Sebuah tawa lepas yang sudah kutahan sejak dua hari lalu, setelah berhasil menghabisi appa---lelaki penggila wanita yang sangat suka memukuliku ketika sedang marah atau setiap kali aku dianggapnya telah melakukan kesalahan seperti meniduri Jihoon, adikku sendiri.

"Dasar Anak Asu!" umpat eomma seraya memegangi perut dengan lengan buntungnya. "Mati kau, Soonyoung-sialan!" Tawaku semakin kencang dan membahana di rumah besar ini.

Rumah besar nan mewah yang ditinggali sekumpulan asu.

Puas tertawa, aku pun beranjak meninggalkan wanita murahan yang hobi bercinta dengan laki-laki mana saja termasuk [memaksa] aku. Membiarkannya mengerang kesakitan di lantai hingga mati kehabisan darah seperti appa.

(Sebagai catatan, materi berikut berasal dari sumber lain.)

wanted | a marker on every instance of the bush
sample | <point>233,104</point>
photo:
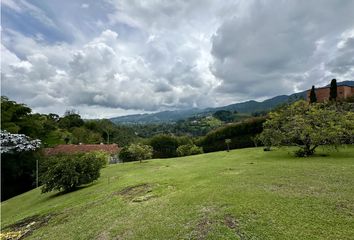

Sepasang mata sipitku lantas beralih ke pintu kamar Jihoon. Kusembunyikan parang di balik punggung kemudian beranjak mengetuk pintu kamar adikku.

"Jihoon-ah, gwaenchanha. Buka pintunya." Aku pun membujuk Jihoon, adik laki-lakiku yang setahun lebih muda dariku, agar membukakan pintu. Sengaja kupelankan suaraku karena Jihoon tidak suka mendengar suara keras.

Tak butuh meminta dua kali, kepala Jihoon yang diliputi surai hitam legam seperti milikku sudah menyembul dengan senyum terukir di wajahnya.

Senyumnya itu membuat jemariku tidak tahan untuk tidak membelai lembut kening, kemudian berpindah ke pipi tembam, dan beringas mengulum bibir mungilnya.

Jihoon diam saja.

Dia sudah tahu dan tidak akan melawan lagi. Appa dan eomma sudah cukup jadi penguat kata-kata yang kuucapkan tempo hari; melawan berarti mati.

Kemudian aku beringsut menuntunnya masuk ke dalam kamar, tanpa melepaskan pagutan kami, untuk menikmati pagi ini dengan saling tenggelam dalam hasrat membuncah bersama adik laki-lakiku yang berusia setahun lebih muda, sekali lagi.

Tanpa gangguan dari dua orang dewasa yang menyebalkan itu.